作者
Andreas Rimner,Zachary Moore,Stephanie Lobaugh,Alexander Geyer,D. Gelblum,Raja-Elie E. Abdulnour,Annemarie F. Shepherd,Narek Shaverdian,Abraham J. Wu,John Cuaron,Jamie E. Chaft,Marjorie G. Zauderer,Juliana Eng,Gregory J. Riely,Charles M. Rudin,Nicholas Vander,Mohit Chawla,Megan McCune,Henry Li,David R. Jones,Dennis M. Sopka,Charles B. Simone,Raymond H. Mak,Gerald L. Weinhouse,Zhongxing Liao,Daniel R. Gomez,Zhigang Zhang,Paul K. Paik
摘要
Radiation pneumonitis (RP) is the most common dose-limiting toxicity for thoracic radiation therapy. Nintedanib is used for the treatment of idiopathic pulmonary fibrosis, which shares pathophysiological pathways with the subacute phase of RP. Our goal was to investigate the efficacy and safety of nintedanib added to a prednisone taper compared with a prednisone taper alone in reducing pulmonary exacerbations in patients with grade 2 or higher (G2+) RP.In this phase 2, randomized, double-blinded, placebo-controlled trial, patients with newly diagnosed G2+ RP were randomized 1:1 to nintedanib or placebo in addition to a standard 8-week prednisone taper. The primary endpoint was freedom from pulmonary exacerbations at 1 year. Secondary endpoints included patient-reported outcomes and pulmonary function tests. Kaplan-Meier analysis was used to estimate the probability of freedom from pulmonary exacerbations. The study was closed early due to slow accrual.Thirty-four patients were enrolled between October 2015 and February 2020. Of 30 evaluable patients, 18 were randomized to the experimental Arm A (nintedanib + prednisone taper) and 12 to the control Arm B (placebo + prednisone taper).

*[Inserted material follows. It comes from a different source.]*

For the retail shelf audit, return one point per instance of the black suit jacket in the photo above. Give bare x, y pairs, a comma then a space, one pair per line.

Freedom from exacerbation at 1 year was 72% (confidence interval, 54%-96%) in Arm A and 40% (confidence interval, 20%-82%) in Arm B (1-sided, P = .037). In Arm A, there were 16 G2+ adverse events possibly or probably related to treatment compared with 5 in the placebo arm. There were 3 deaths during the study period in Arm A due to cardiac failure, progressive respiratory failure, and pulmonary embolism.There was an improvement in pulmonary exacerbations by the addition of nintedanib to a prednisone taper. Further investigation is warranted for the use of nintedanib for the treatment of RP.